There aren’t any sub-categories of vodka, what you see is pretty much is what you get. It is typically distilled from grain but can be made with any agricultural product. Potatoes are a well-known example (which is quite expensive), some others are apples, grapes, quinoa, maple sap, honey, and milk whey, just to name a few. Vodka’s homelands are Russia and Poland, but it can be, and is, made anywhere.
Recommended Brands - These are New York prices, they may differ elsewhere.
Luksusowa - Potato, Poland, Great potato vodka, especially for the price.
Smirnoff - Corn and other grains, United States
Tito’s - 100% Corn, made in the United States.
Stolichnaya - Wheat/rye, Russia
Absolut - Wheat, Sweden
Aylesbury Duck - Wheat, Canada/United States
$30 and up
Ketel One - Wheat, Holland
Belvedere - 100% Rye, Poland
Grey Goose - Wheat, France
Thanks to marketing, with vodka often you’re just paying for the hype and image of a brand and not what’s in the bottle. For mixing you can get great quality at very affordable prices. I don’t think it’s worth shelling out for super premium vodka to use in cocktails. Save that money for a bottle of Chartreuse, or some nice cheese to go with your drinks.
I generally avoid flavored vodka where cocktails are concerned. There are certainly some good ones made with real ingredients. I use citrus vodka in cosmopolitans, which is a perfectly good drink by the way. Zu Zubrówka, is a tasty bison grass flavored vodka, There are other well respected brands that I'm sure make for solid cocktail ingredients, Square One Basil and Effen Cucumber, come to mind. But on the whole flavored vodkas are artificially flavored, heavily sweetened, taste like candy and I personally don't think they taste very good. So I don't mix with them.
Vodka is typically distilled in column stills to a very high proof, up to 95% ABV, before being diluted to bottle strength. This removes as many congeners (impurities and flavor compounds) as possible. It is then filtered through charcoal to remove further impurities and render the purest spirit possible. That’s why vodka doesn’t give you as bad of a hangover, there’s less stuff in it, just water and alcohol.

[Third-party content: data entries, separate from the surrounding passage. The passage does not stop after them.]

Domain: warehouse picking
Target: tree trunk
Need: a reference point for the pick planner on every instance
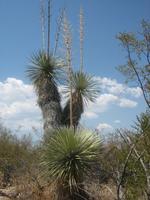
(77, 110)
(49, 102)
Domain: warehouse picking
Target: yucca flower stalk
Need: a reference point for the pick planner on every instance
(43, 72)
(68, 157)
(84, 89)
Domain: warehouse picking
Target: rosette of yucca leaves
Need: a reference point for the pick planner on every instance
(44, 72)
(68, 157)
(85, 89)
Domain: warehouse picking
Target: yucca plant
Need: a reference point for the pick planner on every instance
(43, 72)
(84, 89)
(68, 157)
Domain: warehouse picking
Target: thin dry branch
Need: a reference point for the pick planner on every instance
(42, 14)
(59, 27)
(67, 36)
(81, 37)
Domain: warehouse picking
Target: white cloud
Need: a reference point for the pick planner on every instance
(104, 127)
(113, 87)
(18, 105)
(126, 103)
(90, 115)
(117, 121)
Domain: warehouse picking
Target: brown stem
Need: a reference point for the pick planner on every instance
(138, 77)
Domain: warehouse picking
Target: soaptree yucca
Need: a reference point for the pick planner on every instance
(43, 72)
(84, 89)
(68, 157)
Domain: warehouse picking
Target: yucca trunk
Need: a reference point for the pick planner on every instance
(49, 102)
(77, 110)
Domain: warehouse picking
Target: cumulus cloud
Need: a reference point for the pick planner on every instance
(104, 127)
(18, 107)
(117, 121)
(126, 103)
(113, 87)
(90, 115)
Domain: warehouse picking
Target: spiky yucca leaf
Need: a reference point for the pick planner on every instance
(43, 66)
(68, 156)
(85, 86)
(85, 89)
(43, 72)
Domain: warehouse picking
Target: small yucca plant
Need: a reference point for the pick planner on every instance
(68, 157)
(85, 89)
(43, 72)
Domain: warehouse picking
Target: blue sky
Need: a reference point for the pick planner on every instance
(20, 36)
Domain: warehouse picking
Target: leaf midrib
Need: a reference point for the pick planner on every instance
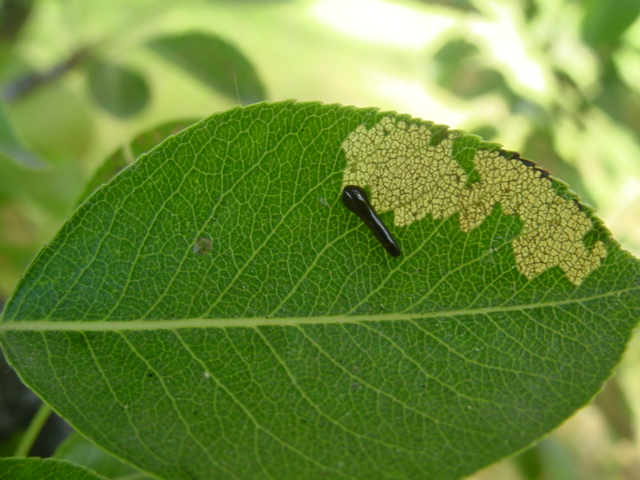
(248, 322)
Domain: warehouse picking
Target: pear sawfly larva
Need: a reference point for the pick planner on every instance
(356, 200)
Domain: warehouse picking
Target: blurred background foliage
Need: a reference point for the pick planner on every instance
(557, 80)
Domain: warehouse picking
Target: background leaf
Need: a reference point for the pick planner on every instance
(295, 347)
(215, 62)
(32, 468)
(121, 91)
(13, 147)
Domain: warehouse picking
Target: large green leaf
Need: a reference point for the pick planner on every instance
(215, 311)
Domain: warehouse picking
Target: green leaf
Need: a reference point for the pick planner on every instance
(43, 468)
(13, 147)
(604, 25)
(215, 62)
(81, 451)
(124, 155)
(119, 90)
(234, 320)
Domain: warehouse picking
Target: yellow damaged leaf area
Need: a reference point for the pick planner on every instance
(415, 179)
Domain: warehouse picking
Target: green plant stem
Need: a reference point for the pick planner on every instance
(29, 437)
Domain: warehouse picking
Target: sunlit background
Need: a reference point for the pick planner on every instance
(556, 80)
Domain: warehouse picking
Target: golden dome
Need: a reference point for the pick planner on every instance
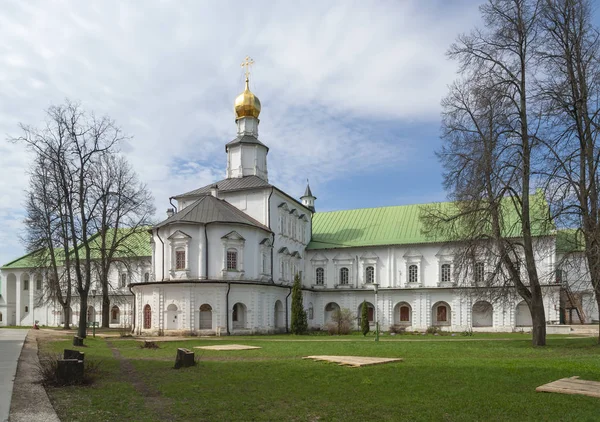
(247, 104)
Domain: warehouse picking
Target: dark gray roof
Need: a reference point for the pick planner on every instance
(245, 139)
(238, 183)
(307, 192)
(209, 209)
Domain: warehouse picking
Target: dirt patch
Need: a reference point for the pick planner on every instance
(153, 400)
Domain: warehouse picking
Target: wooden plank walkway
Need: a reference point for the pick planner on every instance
(228, 347)
(353, 361)
(572, 385)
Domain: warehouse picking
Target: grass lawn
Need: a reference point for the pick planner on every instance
(484, 377)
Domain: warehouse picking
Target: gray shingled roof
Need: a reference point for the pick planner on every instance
(240, 183)
(245, 139)
(209, 209)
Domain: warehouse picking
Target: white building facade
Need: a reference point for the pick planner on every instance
(224, 262)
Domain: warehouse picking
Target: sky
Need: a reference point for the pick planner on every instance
(350, 91)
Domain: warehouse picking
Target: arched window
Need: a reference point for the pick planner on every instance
(370, 274)
(344, 275)
(147, 317)
(115, 314)
(180, 259)
(231, 259)
(320, 276)
(446, 273)
(413, 274)
(479, 272)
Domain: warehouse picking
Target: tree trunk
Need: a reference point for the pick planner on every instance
(105, 308)
(81, 330)
(67, 314)
(538, 319)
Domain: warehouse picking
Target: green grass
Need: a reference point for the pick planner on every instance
(485, 377)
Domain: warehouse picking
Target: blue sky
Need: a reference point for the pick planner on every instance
(350, 91)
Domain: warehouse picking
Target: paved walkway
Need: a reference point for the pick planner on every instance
(30, 403)
(11, 342)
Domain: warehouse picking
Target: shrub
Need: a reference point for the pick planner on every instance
(341, 321)
(364, 318)
(397, 329)
(299, 323)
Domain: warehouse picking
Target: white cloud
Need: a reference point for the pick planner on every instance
(167, 72)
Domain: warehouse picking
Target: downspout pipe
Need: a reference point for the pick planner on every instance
(287, 313)
(173, 205)
(272, 233)
(133, 324)
(227, 306)
(162, 273)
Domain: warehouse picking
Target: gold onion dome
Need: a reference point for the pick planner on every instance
(247, 104)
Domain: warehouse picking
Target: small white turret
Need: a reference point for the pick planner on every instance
(308, 200)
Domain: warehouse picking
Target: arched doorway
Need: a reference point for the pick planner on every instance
(172, 322)
(147, 317)
(523, 316)
(238, 315)
(205, 317)
(115, 315)
(402, 314)
(482, 315)
(279, 315)
(330, 308)
(441, 314)
(91, 314)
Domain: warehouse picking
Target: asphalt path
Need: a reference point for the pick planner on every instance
(11, 342)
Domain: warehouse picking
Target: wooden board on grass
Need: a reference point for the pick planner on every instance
(353, 361)
(572, 385)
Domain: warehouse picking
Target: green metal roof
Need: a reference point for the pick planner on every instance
(402, 225)
(136, 244)
(569, 240)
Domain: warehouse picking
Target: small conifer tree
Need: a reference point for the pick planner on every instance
(299, 322)
(364, 318)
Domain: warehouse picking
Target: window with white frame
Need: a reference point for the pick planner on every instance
(320, 276)
(180, 259)
(445, 273)
(344, 275)
(413, 273)
(179, 255)
(479, 272)
(370, 274)
(233, 255)
(231, 259)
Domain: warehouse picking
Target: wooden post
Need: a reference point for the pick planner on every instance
(184, 358)
(70, 371)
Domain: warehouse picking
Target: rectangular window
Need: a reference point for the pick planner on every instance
(232, 260)
(180, 260)
(479, 272)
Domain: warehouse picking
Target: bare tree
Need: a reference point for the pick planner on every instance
(570, 88)
(70, 144)
(490, 133)
(125, 208)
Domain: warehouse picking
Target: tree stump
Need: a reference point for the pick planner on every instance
(70, 371)
(73, 354)
(184, 358)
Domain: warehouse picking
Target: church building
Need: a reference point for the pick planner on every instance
(224, 261)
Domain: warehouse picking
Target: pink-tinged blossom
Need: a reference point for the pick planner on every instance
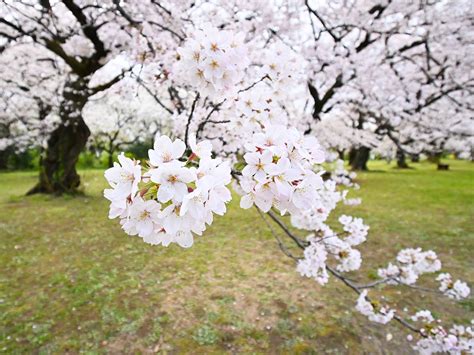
(379, 314)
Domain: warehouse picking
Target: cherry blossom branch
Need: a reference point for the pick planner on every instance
(282, 246)
(190, 117)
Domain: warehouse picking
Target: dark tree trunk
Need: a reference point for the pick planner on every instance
(4, 155)
(111, 159)
(434, 158)
(341, 154)
(401, 160)
(58, 165)
(415, 158)
(360, 157)
(352, 155)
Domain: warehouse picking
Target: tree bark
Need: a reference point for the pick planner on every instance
(4, 154)
(401, 160)
(111, 159)
(58, 165)
(415, 158)
(359, 158)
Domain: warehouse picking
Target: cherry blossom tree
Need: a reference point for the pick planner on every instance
(276, 168)
(255, 93)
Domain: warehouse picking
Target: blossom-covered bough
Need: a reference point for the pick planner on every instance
(276, 168)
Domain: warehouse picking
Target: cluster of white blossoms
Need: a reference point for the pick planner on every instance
(340, 247)
(313, 219)
(411, 263)
(374, 312)
(314, 263)
(212, 61)
(458, 340)
(457, 290)
(175, 198)
(279, 172)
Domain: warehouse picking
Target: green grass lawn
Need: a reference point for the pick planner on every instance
(72, 281)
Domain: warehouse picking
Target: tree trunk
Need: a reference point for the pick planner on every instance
(360, 157)
(434, 157)
(58, 166)
(111, 159)
(401, 160)
(415, 158)
(341, 154)
(4, 155)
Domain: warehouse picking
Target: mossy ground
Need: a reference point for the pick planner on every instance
(71, 281)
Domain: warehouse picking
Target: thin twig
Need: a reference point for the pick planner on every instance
(193, 106)
(301, 243)
(282, 246)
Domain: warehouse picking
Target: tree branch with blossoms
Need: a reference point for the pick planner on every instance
(275, 168)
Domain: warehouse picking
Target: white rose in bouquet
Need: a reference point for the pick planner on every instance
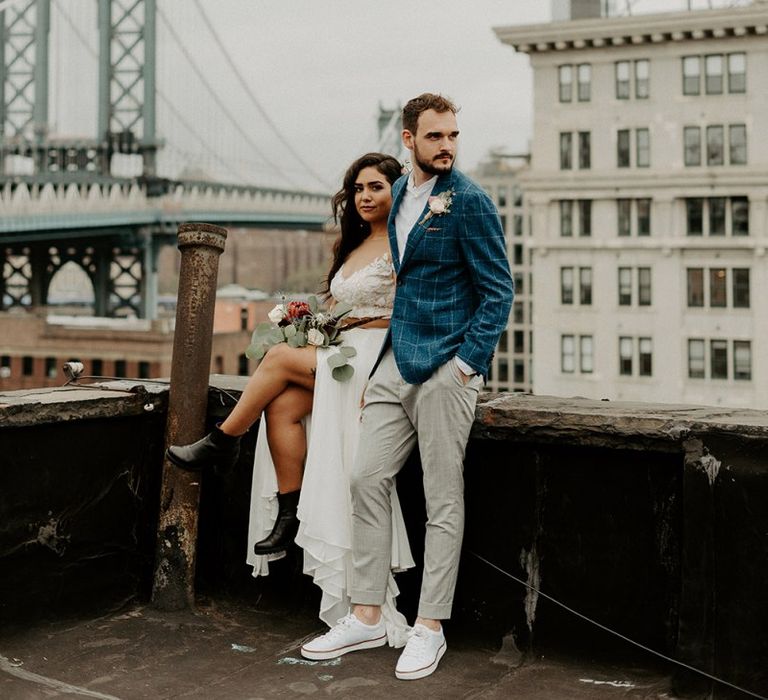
(315, 337)
(276, 315)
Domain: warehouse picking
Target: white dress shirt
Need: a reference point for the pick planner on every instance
(411, 205)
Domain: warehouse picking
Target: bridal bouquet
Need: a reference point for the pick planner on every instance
(302, 323)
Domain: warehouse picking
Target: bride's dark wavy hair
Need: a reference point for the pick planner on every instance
(353, 229)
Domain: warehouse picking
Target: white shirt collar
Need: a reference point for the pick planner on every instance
(428, 185)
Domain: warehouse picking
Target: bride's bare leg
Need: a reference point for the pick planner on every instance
(287, 437)
(282, 366)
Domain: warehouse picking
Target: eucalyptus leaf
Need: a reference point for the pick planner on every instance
(343, 373)
(336, 360)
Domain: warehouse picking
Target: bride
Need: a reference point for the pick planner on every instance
(301, 469)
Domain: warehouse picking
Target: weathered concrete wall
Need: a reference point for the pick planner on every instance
(651, 520)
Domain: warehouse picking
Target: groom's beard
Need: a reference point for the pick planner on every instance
(435, 167)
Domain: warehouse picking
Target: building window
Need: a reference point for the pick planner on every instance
(737, 144)
(739, 216)
(566, 285)
(717, 288)
(643, 147)
(585, 286)
(625, 356)
(696, 358)
(742, 359)
(585, 217)
(622, 148)
(585, 354)
(692, 145)
(566, 147)
(645, 357)
(624, 211)
(642, 79)
(518, 312)
(625, 286)
(715, 145)
(567, 354)
(565, 81)
(644, 286)
(716, 207)
(585, 156)
(737, 72)
(584, 76)
(718, 359)
(643, 217)
(691, 75)
(622, 80)
(694, 209)
(695, 286)
(713, 74)
(740, 283)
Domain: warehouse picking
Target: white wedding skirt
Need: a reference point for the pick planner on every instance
(325, 506)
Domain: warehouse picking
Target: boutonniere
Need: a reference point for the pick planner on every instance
(438, 205)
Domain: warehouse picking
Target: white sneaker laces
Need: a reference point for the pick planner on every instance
(417, 642)
(342, 624)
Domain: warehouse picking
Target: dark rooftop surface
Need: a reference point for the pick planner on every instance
(235, 651)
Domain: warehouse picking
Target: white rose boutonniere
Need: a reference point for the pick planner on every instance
(438, 205)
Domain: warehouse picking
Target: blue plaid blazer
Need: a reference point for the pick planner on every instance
(454, 289)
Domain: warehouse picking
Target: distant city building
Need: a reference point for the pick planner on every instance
(648, 197)
(35, 346)
(510, 369)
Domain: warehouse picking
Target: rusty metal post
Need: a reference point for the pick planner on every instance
(200, 246)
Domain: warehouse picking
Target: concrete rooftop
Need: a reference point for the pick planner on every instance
(230, 650)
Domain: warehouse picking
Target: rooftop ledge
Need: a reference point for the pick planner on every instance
(503, 416)
(637, 29)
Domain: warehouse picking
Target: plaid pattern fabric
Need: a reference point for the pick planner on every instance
(454, 288)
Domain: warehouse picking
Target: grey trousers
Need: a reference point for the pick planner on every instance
(439, 414)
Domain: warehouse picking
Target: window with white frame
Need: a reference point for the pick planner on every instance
(717, 216)
(711, 359)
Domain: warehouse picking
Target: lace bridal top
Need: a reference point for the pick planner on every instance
(370, 290)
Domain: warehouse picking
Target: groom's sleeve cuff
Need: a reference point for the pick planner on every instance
(464, 367)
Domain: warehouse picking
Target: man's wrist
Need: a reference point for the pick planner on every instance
(464, 367)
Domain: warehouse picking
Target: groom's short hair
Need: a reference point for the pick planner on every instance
(414, 108)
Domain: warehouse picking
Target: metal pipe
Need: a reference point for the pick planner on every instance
(200, 246)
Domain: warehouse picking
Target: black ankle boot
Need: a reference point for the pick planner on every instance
(286, 525)
(216, 448)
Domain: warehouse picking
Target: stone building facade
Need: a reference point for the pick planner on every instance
(648, 197)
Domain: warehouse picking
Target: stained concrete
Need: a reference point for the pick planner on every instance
(244, 651)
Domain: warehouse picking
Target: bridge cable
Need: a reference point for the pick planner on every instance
(219, 101)
(615, 633)
(254, 99)
(168, 102)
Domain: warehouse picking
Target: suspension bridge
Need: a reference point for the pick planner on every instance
(100, 175)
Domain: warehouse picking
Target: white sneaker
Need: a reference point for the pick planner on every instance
(422, 653)
(349, 634)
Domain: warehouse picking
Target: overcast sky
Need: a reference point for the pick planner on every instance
(319, 68)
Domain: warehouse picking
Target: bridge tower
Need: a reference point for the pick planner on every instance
(121, 265)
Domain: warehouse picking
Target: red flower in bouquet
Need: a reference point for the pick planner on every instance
(297, 309)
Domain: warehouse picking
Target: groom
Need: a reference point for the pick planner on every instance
(453, 297)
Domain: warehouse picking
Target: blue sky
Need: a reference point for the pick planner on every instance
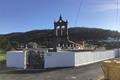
(25, 15)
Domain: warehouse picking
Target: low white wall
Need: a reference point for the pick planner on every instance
(83, 58)
(16, 59)
(58, 59)
(68, 59)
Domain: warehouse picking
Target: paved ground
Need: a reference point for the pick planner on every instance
(89, 72)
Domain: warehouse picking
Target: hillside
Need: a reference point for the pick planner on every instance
(43, 36)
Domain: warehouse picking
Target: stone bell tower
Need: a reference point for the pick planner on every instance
(61, 31)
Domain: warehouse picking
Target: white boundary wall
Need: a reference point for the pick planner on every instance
(58, 59)
(83, 58)
(16, 59)
(68, 59)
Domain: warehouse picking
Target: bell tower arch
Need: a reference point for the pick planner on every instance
(61, 28)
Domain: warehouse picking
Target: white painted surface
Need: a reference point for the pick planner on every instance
(16, 59)
(67, 59)
(58, 59)
(83, 58)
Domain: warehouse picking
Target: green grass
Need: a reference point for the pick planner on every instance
(2, 57)
(2, 61)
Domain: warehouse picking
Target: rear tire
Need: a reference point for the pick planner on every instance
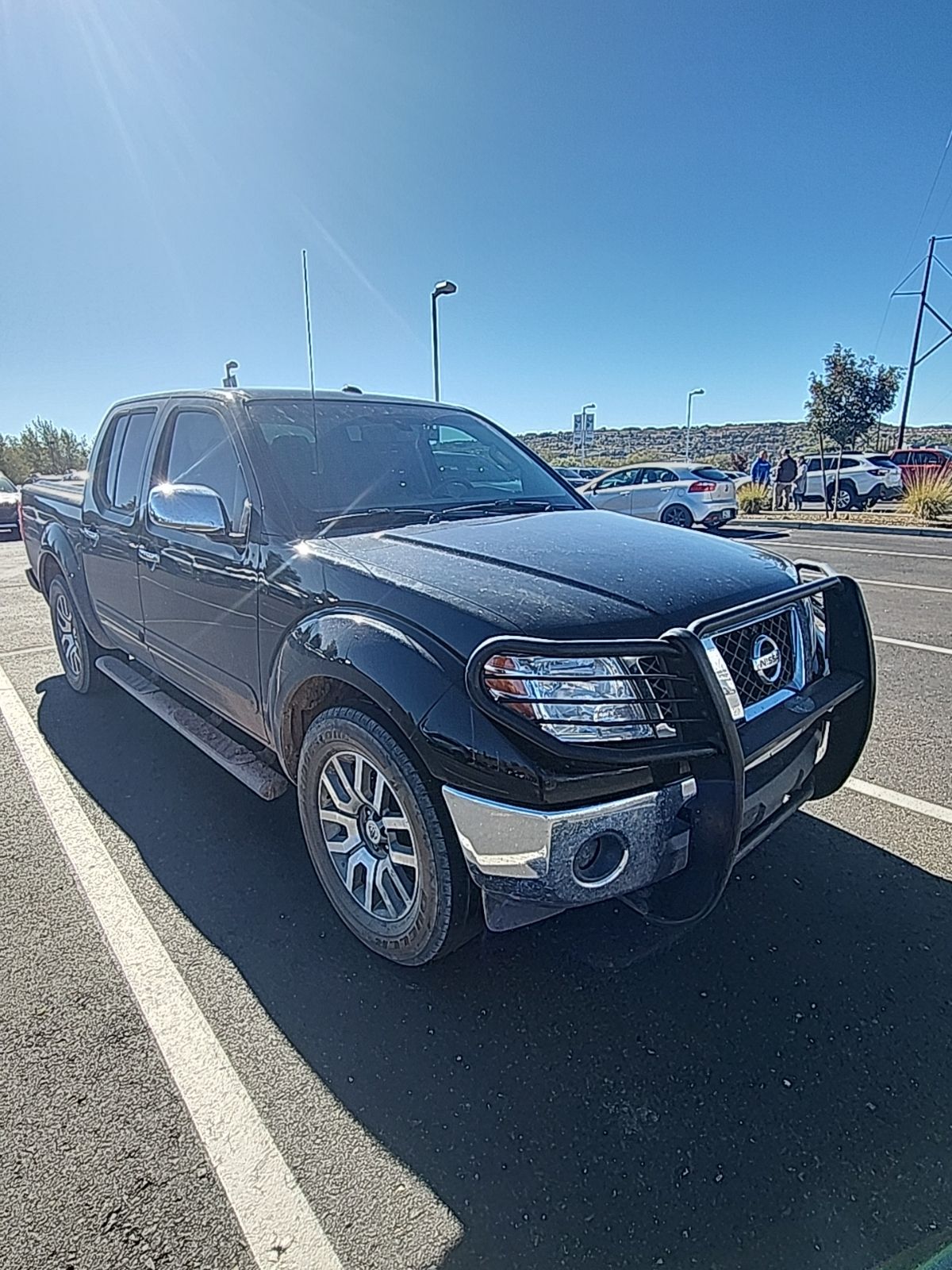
(78, 651)
(847, 499)
(677, 514)
(384, 854)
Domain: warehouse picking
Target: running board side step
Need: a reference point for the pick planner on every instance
(266, 781)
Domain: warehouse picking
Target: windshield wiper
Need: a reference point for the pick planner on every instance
(367, 514)
(497, 507)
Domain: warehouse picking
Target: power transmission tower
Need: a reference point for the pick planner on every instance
(914, 360)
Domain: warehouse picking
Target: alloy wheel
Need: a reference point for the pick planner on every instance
(65, 624)
(368, 836)
(678, 516)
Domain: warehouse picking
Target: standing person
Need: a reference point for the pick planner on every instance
(761, 471)
(800, 484)
(786, 475)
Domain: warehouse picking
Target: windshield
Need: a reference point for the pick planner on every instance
(395, 456)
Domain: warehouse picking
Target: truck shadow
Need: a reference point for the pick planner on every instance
(772, 1090)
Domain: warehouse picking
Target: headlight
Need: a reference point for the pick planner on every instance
(584, 698)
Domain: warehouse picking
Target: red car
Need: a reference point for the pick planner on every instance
(923, 460)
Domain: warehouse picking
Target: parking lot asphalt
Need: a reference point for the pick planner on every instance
(768, 1090)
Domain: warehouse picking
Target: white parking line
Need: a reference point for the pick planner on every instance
(912, 804)
(903, 586)
(913, 556)
(909, 643)
(276, 1218)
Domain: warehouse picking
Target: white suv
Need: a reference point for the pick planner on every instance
(863, 480)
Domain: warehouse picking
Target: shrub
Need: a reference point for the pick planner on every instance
(930, 497)
(753, 498)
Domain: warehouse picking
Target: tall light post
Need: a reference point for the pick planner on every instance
(687, 431)
(584, 429)
(442, 289)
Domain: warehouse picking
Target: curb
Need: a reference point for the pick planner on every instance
(749, 522)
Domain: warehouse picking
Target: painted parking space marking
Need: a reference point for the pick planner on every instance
(278, 1223)
(909, 643)
(903, 586)
(912, 556)
(935, 810)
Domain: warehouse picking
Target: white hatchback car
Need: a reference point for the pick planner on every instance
(682, 495)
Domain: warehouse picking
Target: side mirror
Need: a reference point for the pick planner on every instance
(194, 508)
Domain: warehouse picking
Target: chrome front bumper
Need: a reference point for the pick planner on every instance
(520, 854)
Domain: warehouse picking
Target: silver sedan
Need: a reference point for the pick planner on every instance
(682, 495)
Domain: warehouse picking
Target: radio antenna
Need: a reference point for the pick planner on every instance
(310, 343)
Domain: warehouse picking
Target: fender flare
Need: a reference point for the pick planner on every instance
(403, 671)
(55, 545)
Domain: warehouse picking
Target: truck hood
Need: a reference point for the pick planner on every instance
(560, 575)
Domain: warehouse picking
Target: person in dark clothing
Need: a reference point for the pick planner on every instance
(786, 475)
(761, 471)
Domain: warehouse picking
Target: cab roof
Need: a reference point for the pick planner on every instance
(230, 395)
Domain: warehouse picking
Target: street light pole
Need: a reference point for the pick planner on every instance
(687, 431)
(584, 429)
(442, 289)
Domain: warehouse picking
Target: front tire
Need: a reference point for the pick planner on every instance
(378, 846)
(677, 514)
(76, 649)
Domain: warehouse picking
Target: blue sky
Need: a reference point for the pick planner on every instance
(634, 198)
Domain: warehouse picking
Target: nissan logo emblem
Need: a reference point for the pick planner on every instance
(766, 658)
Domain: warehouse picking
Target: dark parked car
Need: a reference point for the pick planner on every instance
(495, 702)
(10, 506)
(920, 461)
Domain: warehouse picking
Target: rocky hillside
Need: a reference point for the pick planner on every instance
(747, 440)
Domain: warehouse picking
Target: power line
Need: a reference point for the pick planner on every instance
(928, 197)
(892, 298)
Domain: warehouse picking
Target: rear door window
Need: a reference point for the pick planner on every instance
(120, 470)
(613, 480)
(129, 470)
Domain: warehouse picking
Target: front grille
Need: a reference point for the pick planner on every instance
(742, 647)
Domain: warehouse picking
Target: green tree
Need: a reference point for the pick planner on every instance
(850, 399)
(42, 448)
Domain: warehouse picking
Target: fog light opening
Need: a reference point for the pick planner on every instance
(600, 860)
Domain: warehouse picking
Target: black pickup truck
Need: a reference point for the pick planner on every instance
(495, 702)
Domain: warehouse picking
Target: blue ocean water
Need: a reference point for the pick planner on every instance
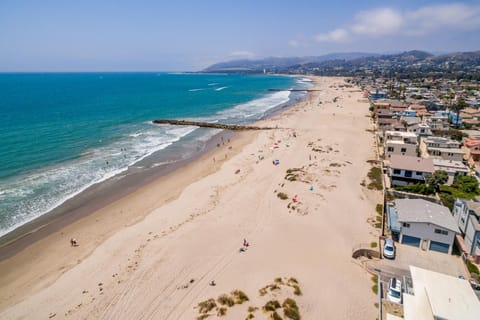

While it is known for being odorless and tasteless, there are certainly differences from one vodka to the next. What it’s made from will effect the flavor, a grape vodka will be softer and slightly more aromatic than a rye vodka. Regardless of what it's made from, a qulaity vodka should taste crisp and clean, not rough around the edges. There is a lot of hoopla that this is related to how many times a vodka is distilled but that's mostly untrue. The cut of the spirit and quality of the ingredients are what matter. Don’t be swayed by claims of ten distillations. At that point there’s nothing left to distill out.
Where are all the Vodka Cocktails?
As you may have noticed I don’t have a lot of vodka recipes on Social Hour, despite it being the most consumed spirits in the world. The main reason for that is that as a cocktail ingredient, vodka doesn’t have nearly as rich a tradition or appear in many classics the way other spirits do. It didn’t really hit the US market in until the 1930s. So when all these classic cocktails were being invented here back in the 19th century, vodka just wasn’t around. My favorite cocktails are classics draw inspiration from when I create new cocktails. My apologies if any of you vodka lovers feel left out. Any cocktail on this site that has gin, or pretty much any white spirit - rum, tequila - will work great with vodka.